As long as the FTP and SSH clients are together on one host, the servers are together on another, and “localhost” is used as shown in the commands, both active and passive FTP now work. This is normally the way you want it, since if the clients or servers are split up, then FTP data transfers (which include directory listings) pass in the clear over a portion of the path, unprotected by SSH. However, in some circumstances you might be forced to split one side up. As a result of the way Tectia FTP forwarding works, the rule is:

Tip

In active mode, the servers must be together; in passive mode, the clients must be together.

Observe that if you split up both sides so that four separate hosts (technically, addresses) are in the picture, then neither mode works, and FTP won’t work at all beyond the initial connection and login.

This rule applies because when Tectia forwards ports to accommodate FTP data connections, the ports listen on the loopback address only, forcing both participants on one side or the other to be on the same host. Which side depends on which mode: in active mode the FTP server makes the data connections, so the SSH forwardings are remote, forcing the servers to be together. In passive mode, the FTP client makes the connections, so the SSH forwardings are local, forcing the clients to be together.



[128] Our port forwarding example protects your IMAP connection but doesn’t truly protect your email messages. Before reaching your IMAP server, the messages pass through other mail servers and may be intercepted in transit. For end-to-end email security, you and your correspondent should use tools such as PGP or S/MIME to sign and/or encrypt the messages themselves.

[129] We’re being a little imprecise here. DHCP is entirely based on UDP, so SSH port forwarding can’t do anything with it. The others, however, either use both TCP and UDP for different purposes or can sometimes be configured to run over TCP, though they generally use UDP. Nevertheless, in most common situations, SSH can’t forward them.
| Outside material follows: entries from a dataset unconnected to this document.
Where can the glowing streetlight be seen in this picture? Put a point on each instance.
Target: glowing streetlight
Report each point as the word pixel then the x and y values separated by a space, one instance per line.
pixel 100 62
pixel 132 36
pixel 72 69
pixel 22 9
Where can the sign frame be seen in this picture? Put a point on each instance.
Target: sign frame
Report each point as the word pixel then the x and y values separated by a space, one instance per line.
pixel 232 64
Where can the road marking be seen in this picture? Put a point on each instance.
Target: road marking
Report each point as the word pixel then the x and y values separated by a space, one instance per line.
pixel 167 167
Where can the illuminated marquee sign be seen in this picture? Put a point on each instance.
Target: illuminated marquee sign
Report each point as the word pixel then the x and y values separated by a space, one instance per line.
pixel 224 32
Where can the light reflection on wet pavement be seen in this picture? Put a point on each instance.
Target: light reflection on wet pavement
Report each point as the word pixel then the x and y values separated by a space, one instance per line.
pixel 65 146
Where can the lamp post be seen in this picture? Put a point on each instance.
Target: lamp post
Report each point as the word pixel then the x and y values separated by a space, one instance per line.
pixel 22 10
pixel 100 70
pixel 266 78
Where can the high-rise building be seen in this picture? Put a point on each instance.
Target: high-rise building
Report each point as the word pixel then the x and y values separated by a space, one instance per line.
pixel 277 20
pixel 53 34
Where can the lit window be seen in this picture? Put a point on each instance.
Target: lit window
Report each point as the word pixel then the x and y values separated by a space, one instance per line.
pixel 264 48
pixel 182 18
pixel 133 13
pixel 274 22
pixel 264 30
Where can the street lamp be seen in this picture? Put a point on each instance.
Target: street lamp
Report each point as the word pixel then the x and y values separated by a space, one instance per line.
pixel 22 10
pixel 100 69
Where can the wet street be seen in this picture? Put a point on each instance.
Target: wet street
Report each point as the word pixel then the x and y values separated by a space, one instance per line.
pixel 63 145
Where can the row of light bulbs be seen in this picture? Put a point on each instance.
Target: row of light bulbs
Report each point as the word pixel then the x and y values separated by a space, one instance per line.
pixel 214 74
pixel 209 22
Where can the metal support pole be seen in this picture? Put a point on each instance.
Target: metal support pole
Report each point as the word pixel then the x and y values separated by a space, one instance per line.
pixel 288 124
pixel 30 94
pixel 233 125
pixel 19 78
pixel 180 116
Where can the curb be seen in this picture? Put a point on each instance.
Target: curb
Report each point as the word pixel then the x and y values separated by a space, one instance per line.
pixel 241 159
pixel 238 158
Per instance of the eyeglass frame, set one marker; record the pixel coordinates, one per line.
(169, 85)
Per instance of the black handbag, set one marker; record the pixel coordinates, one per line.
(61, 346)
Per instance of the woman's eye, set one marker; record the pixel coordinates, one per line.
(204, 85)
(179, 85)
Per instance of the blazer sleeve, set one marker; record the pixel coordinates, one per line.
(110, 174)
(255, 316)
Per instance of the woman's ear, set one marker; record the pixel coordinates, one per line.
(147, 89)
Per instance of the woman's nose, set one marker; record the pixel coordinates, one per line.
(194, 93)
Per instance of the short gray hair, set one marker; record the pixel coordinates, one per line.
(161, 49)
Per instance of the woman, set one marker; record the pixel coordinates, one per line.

[130] You can also use ssh -L2001:S:143 S, substituting “S” for localhost, but we discuss later why localhost is the better alternative when possible.

[131] The mechanisms used to implement these guarantees, though, are designed to counter transmission problems in the network, such as routing around failed links, or retransmitting data corrupted by noise or lost due to temporary network congestion. They are not very effective against deliberate attempts to steal a connection or alter data in transit part. SSH provides this protection that TCP alone lacks.

[132] IANA’s complete list of port numbers is found at http://www.isi.edu/in-notes/iana/assignments/port-numbers/.

[133] The Berkeley r-commands, however, do care about source ports.

[134] Actually, the entire network 127.0.0.0/8—comprising 24 million addresses—is reserved for addresses that refer to the local host. Only the address 127.0.0.1 is commonly used, although we have seen devices use a handful of others for special purposes, such as “reject” interfaces on a terminal server or router.

[135] Named after the Berkeley sockets library routine bind, commonly used to establish the association.

[136] Microsoft Windows has no privileged port restriction, so any user can listen on any free port.